The Campfire Confession

It wasn’t a loud kind of night. No screaming guitars, no shouting. Just the crackle of logs and the silence between friends who’ve known each other long enough to be comfortable in it. Most of the crew had gone off to bed, but a few of us stayed behind—lingering in the cool mountain air, soaking in the heat of the fire. The kind of night where conversation isn’t required, just stars overhead and the occasional sigh of a camping chair adjusting under the weight of your ass. The kind of night where you start to believe the fire is magical.

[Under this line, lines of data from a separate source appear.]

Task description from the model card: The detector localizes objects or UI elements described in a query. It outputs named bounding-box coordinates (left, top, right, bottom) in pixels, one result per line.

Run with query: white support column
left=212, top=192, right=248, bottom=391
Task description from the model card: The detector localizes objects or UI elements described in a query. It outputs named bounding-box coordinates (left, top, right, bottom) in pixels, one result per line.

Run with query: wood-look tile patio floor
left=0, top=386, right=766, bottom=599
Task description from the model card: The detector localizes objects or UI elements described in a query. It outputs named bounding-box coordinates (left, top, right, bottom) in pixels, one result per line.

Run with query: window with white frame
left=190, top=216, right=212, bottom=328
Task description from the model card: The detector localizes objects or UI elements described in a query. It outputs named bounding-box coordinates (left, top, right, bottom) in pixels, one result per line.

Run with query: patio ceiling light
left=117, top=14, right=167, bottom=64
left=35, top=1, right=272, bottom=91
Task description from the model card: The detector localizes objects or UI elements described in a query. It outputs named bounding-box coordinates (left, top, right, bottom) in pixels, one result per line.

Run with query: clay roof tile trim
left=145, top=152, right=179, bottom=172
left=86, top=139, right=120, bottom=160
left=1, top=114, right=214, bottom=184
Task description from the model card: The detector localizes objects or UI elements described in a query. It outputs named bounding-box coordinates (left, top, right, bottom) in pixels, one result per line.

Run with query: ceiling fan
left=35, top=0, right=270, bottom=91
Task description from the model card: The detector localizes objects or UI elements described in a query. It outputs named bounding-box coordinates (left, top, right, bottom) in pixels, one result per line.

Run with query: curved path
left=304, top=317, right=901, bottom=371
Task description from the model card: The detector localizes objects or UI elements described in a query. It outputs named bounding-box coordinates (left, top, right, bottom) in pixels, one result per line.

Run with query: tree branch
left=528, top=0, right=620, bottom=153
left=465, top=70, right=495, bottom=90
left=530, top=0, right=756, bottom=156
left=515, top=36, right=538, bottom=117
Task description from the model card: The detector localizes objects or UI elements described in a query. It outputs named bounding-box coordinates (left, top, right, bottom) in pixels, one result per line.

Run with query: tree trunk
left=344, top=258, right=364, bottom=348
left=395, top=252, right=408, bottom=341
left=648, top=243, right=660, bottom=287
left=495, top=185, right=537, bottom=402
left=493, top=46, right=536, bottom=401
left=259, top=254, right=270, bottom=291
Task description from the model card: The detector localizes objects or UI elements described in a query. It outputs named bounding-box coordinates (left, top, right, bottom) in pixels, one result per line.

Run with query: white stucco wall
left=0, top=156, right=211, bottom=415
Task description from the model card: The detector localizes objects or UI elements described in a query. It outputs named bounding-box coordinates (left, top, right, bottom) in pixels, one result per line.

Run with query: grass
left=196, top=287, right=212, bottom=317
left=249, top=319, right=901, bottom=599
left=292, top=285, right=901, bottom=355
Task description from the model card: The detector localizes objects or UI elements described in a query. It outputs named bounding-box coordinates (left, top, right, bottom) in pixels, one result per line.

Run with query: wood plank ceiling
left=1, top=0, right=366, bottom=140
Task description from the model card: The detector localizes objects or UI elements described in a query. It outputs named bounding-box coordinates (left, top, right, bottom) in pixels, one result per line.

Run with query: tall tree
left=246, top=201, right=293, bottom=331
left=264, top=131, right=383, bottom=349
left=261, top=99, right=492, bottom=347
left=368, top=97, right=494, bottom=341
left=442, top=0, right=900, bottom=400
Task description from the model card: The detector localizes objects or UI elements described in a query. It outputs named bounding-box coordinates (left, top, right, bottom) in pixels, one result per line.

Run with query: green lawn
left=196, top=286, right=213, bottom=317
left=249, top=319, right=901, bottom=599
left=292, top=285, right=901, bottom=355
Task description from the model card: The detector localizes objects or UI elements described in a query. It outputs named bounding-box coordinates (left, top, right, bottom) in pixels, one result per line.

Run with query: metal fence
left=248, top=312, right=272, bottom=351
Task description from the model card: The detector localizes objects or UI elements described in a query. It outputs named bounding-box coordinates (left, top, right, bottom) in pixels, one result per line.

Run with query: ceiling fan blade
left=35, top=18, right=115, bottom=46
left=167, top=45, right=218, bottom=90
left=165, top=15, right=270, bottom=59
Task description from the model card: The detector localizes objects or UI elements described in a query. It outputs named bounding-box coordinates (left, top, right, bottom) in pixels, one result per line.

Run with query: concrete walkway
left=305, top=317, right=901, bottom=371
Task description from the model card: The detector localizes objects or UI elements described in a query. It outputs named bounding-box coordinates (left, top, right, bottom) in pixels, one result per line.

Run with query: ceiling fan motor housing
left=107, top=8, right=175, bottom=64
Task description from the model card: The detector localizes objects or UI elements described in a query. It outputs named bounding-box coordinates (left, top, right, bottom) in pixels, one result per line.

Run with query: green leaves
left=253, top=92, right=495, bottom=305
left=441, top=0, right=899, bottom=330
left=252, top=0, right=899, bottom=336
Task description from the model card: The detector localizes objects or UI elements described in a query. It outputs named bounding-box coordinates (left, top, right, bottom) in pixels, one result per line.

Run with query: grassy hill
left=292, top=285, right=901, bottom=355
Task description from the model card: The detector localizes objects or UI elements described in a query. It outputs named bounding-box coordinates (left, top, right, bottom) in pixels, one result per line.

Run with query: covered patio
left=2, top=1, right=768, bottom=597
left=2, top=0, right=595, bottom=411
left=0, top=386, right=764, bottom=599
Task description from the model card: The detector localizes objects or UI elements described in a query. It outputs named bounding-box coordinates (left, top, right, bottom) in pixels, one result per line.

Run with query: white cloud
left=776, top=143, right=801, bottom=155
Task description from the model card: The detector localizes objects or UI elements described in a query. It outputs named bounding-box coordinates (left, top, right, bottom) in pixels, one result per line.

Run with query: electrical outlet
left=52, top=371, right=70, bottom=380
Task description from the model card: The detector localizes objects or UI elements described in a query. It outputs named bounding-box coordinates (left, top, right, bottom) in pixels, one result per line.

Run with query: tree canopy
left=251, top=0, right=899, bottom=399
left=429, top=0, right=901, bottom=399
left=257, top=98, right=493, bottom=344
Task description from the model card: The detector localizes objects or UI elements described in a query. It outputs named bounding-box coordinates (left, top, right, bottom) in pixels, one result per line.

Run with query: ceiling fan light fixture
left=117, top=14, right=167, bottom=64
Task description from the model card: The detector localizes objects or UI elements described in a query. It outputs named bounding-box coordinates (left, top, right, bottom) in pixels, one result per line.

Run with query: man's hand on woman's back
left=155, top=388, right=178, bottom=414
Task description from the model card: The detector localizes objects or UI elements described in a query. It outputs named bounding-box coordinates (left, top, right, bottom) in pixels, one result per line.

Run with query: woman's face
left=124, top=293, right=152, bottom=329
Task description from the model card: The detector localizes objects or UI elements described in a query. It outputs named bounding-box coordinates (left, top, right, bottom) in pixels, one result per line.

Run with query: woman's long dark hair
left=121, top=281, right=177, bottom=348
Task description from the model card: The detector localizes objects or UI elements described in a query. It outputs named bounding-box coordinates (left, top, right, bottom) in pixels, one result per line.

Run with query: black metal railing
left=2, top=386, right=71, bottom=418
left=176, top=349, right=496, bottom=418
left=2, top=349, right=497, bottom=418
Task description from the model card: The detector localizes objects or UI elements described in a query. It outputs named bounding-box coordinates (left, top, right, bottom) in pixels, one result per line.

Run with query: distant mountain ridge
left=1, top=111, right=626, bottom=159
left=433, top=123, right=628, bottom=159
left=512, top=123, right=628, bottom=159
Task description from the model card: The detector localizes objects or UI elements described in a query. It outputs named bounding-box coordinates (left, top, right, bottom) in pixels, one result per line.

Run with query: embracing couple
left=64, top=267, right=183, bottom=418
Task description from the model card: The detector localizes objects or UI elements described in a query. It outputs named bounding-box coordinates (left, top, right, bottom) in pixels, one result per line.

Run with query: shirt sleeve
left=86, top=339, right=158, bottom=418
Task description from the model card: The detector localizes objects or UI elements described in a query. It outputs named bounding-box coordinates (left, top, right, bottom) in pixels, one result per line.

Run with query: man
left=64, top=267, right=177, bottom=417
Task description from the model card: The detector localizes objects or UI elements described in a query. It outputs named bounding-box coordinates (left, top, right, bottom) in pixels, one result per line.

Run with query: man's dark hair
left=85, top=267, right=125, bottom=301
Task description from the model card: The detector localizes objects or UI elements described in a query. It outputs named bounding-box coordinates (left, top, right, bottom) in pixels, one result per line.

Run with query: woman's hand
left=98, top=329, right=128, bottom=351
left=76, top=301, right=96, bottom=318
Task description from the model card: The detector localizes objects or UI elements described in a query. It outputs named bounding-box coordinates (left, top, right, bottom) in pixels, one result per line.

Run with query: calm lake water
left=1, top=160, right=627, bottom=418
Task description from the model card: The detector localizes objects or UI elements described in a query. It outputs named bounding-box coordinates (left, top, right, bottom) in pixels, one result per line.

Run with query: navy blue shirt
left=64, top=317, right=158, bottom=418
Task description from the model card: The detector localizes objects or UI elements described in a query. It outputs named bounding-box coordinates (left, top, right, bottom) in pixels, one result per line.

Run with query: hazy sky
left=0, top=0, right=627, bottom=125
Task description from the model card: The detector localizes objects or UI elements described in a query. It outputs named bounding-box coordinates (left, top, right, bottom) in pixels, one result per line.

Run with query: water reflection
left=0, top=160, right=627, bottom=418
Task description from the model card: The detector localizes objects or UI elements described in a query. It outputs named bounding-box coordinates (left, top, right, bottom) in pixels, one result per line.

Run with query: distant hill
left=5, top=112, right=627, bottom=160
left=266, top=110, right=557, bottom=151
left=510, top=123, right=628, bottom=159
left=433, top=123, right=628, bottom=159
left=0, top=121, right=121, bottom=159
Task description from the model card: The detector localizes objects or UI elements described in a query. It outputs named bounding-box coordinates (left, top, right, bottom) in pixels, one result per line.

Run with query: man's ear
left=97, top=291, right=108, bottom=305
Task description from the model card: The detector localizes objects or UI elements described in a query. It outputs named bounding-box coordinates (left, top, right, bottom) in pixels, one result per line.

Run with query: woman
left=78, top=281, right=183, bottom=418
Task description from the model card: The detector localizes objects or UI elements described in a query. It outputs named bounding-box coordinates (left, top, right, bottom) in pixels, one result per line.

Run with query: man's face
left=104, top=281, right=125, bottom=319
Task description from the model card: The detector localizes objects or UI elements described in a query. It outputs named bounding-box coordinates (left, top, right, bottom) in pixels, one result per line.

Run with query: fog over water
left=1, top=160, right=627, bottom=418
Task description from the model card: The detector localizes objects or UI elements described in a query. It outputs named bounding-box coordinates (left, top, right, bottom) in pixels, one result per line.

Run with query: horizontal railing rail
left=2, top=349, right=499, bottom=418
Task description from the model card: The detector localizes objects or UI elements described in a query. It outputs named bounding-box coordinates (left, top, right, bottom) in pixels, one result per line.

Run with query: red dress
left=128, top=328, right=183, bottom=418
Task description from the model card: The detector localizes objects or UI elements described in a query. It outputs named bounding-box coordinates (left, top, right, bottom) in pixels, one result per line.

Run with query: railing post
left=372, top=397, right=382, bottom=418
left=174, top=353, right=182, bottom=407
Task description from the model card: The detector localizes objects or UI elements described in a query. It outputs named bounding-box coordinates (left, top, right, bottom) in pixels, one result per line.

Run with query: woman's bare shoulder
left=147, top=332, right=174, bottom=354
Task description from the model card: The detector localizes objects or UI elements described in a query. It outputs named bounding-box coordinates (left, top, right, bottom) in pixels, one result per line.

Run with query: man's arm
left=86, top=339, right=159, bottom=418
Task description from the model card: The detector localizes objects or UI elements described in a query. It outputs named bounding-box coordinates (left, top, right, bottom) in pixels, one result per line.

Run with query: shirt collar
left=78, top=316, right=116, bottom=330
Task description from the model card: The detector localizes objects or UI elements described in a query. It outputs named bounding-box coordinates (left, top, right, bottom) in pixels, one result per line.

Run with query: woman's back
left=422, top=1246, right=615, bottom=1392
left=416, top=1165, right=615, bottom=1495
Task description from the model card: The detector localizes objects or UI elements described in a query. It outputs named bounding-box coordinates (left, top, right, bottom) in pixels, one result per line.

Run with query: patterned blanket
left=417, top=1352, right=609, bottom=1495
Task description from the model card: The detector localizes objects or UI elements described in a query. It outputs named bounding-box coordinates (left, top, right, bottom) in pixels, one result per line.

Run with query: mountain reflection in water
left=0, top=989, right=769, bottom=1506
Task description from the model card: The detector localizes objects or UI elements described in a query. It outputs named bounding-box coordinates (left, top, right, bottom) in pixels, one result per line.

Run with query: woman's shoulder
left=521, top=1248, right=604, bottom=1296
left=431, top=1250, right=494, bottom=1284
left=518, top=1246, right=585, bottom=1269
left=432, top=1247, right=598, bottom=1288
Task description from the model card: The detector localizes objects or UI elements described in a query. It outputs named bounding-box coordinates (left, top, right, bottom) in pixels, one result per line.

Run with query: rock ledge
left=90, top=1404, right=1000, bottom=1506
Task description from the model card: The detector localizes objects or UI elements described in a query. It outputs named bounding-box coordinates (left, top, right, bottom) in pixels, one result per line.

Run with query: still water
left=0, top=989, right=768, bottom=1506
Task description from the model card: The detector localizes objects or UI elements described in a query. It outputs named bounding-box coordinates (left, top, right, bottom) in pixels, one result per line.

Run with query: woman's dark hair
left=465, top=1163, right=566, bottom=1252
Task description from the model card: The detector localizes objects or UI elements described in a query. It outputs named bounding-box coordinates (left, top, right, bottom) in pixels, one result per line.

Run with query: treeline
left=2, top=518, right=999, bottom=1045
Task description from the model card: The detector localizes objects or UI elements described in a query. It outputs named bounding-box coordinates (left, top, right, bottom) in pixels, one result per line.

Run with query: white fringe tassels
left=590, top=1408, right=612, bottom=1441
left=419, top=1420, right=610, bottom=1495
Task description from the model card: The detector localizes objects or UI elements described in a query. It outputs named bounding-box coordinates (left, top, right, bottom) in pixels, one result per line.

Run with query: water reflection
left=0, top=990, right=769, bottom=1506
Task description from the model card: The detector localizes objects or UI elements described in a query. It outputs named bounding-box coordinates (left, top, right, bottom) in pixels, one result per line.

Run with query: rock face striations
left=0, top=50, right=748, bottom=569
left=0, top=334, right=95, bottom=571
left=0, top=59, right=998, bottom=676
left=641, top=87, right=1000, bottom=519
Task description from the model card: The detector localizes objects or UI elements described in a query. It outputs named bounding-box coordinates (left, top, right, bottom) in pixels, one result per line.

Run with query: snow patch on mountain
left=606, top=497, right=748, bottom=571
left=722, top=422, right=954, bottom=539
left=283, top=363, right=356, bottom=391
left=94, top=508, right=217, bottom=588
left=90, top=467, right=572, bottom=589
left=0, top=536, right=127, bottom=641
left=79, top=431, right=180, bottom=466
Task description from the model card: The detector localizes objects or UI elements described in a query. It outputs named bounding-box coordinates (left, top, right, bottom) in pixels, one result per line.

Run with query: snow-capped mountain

Then one of us broke the silence like a fart in church—sudden, jarring, and impossible to ignore. At first, he stumbled around it, rambling about his top bucket list items and not making much sense. But then, with the weight of the moment and the kind of clarity only bourbon and weed can unlock, he dropped it:
“I’d say the number one thing on my list, is to fuck a little person.”
Jaws. Dropped. The fire might as well have gasped.
Not in a joking way. Not for shock value. No smirk, no punchline. Just raw, unfiltered truth from a man who’d stared into the abyss of his bucket list and found that staring back.
He explained it like it was gospel—said he’s always liked little women. Not just petite. Little. Short. Compact. And he was very clear: while he appreciated the spectrum, his soul’s north star was a little person. A real one. Not some passing fetish, but a lifelong fascination wrapped in earnest desire.
And in that moment, I did what any real friend would do. I said, “Okay. I’ll help you.”
Because friendship isn’t just about listening to your boy’s dreams. Sometimes it’s about rolling up your sleeves and figuring out how to make them happen—even when that dream makes you pause mid-drink and question reality for a second. Even when it sounds like something out of a Hunter S. Thompson fever dream.
To make it even more poetic, he missed a midget wrestling event that very same night—because he was with us. Camping. Staring into the fire. Speaking his truth. The universe has a fucked-up sense of humor sometimes, doesn’t it? Like it was dangling fate just out of reach, whispering, “You should’ve taken the detour to the armory.”
We sat there for a while, passing the bottle and tossing around thoughts like stoned philosophers. We debated aliens, free will, the size of the cosmos, the taste of freeze-dried food, and whether this dream was insane or noble. (Spoiler: it was both.)
Someone claimed the moon was fake. Someone else said they had a theory that time wasn’t real, just an elaborate lie we all agreed on so meetings could happen. We spent a solid ten minutes ripping on Creed and Nickelback like it was our patriotic duty. If hell has a soundtrack, someone said, it’s probably “Photograph” played on loop by a guy named Chad in cargo shorts… That might have been me, actually.
We didn’t talk about bears. We weren’t debating woodland predators or philosophizing about Bluetooth speakers in the wild. We were locked in. Focused. On a mission.
Most of the night, honestly, was spent brainstorming how to help our friend achieve his very specific, very earnest dream. Craigslist? Weird. Dating apps? Probably a waste of time. Local events? Maybe. We talked about bar strategies, icebreakers, and how not to sound like a creep. At one point someone suggested contacting a traveling wrestling troupe. Another said we should develop our own little people dating app. It was equal parts ridiculous and heartfelt—stoned scheming with the intensity of NASA engineers solving a launch problem, except the rocket was the bucket list and the moon was a little person.
But here’s the thing: in the weird, sacred space of firelight and too much THC, it all made perfect sense. That night wasn’t about the bucket list item. It was about saying the thing out loud. Owning it. And watching your friends say, “Fuck it. We’re with you.”
That’s real love, man. Twisted. Beautiful. Unapologetically human.